Early on during the outbreak in the Indian capital, officials would paste a poster on the homes of people in quarantine after they had tested positive for the virus to make sure everyone in the neighbourhood was careful. It also deterred people from violating the quarantine.
But more than six months into the pandemic people were fully aware of COVID-19, the respiratory disease caused by the virus, and there was less need to publicise the cases, city officials said. Instead it was important to instil confidence in people to come forward and test themselves.

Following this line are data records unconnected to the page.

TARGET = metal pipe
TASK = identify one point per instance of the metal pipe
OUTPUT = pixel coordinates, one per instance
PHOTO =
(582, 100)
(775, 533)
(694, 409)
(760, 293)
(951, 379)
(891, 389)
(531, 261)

“There is a stigma with the coronavirus disease and posters outside the house amplify that. By doing away with this, we are aiming at increased testing. We want more people to get themselves tested without thinking of stigmas,” said Delhi environment minister Kailash Gehlot.
India’s total coronavirus cases stood at 7.12 million on Monday, health ministry data showed, behind only the United States which is approaching the 8 million mark.
The country recorded 66,732 new infections in the last 24 hours, a decline from last month’s highs, but still the world’s highest daily rise.
Deaths from COVID-19 infections rose by 816 to 109,150, the health ministry said.
Delhi makes up a little over 4% of India’s total caseload, the second highest after the western city of Pune, and ahead of Mumbai and Bengaluru.
Some residents in Delhi said that such was the fear over the disease that people tried to distance themselves from patients even after they had recovered.
“Discrimination is widespread, putting posters adds to the problem,” said Dr Jugal Kishore who heads the community medicines department at Delhi’s Safdarjang hospital.
Other states such as Uttar Pradesh, the most populous, have also stopped publicising cases in the neighbourhood. But the practice remains prevalent in Mumbai, residents said.